Do children even know there’s a referendum being held on Saturday? Until a group in one Dublin secondary school was told about it two months ago, none of them had known it was on the cards.
Josh Sherlock (15), Ellie Tyndall (14), Kirsty Nolan (14) and Lucienne Palmer (14) are all third year students at Newpark Comprehensive. It was their Civil, Social and Political Education teacher, Susi French, who asked them in September if they knew there was to be a referendum about them on November 10th.
“The reaction I got was, ‘What referendum?’,” says French.
“They knew nothing about it. They decided they had better find out something. It has been really interesting for me to see how passionate they are about the issues, and about the fact no-one was asking them what they thought about it. They are very good at asking serious and searching questions.”
Kirsty speaks for all four when she says she was “really shocked” to hear about it. “I had never heard there was one and then to hear it was about us. We weren’t even told.

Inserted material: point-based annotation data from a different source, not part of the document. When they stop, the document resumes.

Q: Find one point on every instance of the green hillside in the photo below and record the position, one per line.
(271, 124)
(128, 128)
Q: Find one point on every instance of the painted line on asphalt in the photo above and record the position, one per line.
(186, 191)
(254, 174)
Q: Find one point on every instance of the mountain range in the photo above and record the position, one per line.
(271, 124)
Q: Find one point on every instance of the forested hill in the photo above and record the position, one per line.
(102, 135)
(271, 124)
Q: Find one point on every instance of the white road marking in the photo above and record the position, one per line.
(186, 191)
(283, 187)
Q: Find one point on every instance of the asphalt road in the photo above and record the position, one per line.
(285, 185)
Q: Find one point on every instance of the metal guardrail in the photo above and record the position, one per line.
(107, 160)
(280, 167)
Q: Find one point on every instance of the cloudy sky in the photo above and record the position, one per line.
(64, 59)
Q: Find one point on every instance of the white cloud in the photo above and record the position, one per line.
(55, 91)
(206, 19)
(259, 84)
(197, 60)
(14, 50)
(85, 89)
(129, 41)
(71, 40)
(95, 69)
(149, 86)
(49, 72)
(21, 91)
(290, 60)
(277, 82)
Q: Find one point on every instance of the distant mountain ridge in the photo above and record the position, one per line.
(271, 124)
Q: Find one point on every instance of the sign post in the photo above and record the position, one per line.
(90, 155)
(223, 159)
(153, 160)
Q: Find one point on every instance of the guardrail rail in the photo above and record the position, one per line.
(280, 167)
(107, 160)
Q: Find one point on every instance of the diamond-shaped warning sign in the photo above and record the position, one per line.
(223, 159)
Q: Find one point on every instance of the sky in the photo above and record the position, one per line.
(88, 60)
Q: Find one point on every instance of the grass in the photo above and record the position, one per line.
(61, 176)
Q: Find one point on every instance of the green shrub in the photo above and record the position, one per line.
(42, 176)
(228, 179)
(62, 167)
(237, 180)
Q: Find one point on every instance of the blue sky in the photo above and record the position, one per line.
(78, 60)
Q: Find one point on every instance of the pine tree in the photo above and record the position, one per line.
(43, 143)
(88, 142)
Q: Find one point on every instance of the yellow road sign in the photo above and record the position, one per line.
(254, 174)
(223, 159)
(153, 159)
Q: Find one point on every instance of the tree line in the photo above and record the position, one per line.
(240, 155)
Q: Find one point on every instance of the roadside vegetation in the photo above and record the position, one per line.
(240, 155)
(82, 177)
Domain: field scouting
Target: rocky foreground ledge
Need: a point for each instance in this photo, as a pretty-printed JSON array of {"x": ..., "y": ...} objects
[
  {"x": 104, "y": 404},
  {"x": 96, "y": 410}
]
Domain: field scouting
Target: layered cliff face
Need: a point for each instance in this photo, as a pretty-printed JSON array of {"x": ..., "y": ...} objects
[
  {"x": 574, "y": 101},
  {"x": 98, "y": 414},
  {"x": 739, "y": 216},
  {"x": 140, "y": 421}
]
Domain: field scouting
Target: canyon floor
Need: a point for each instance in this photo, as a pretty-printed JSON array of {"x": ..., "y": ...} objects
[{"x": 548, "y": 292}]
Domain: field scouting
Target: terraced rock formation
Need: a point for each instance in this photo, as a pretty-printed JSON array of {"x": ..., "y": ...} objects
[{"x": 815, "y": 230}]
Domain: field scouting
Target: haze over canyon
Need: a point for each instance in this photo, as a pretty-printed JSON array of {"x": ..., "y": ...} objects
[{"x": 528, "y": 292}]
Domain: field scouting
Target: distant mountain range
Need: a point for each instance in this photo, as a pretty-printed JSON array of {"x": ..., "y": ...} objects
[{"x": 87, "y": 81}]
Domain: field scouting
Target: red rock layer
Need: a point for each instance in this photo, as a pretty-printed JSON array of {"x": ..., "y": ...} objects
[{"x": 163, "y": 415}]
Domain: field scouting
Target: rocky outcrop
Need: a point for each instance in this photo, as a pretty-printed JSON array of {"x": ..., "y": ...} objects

And it affects us.”
Lucienne too says she was surprised that a referendum was being held on children and that children weren’t being included in the discussion on it. “I was appalled too to realise that even in the Constitution children are just to be seen and not heard, not listened to.”
Josh says he thought children had rights in Ireland. “Our parents are always telling us how lucky we are to live here and not in Africa and then it turns out we don’t actually have rights here.”
The discussions in class about this lack of visibility of children in the Constitution appear to have prompted in them some self-reflection on why, beyond just saying they should be listened to, they should indeed be heard.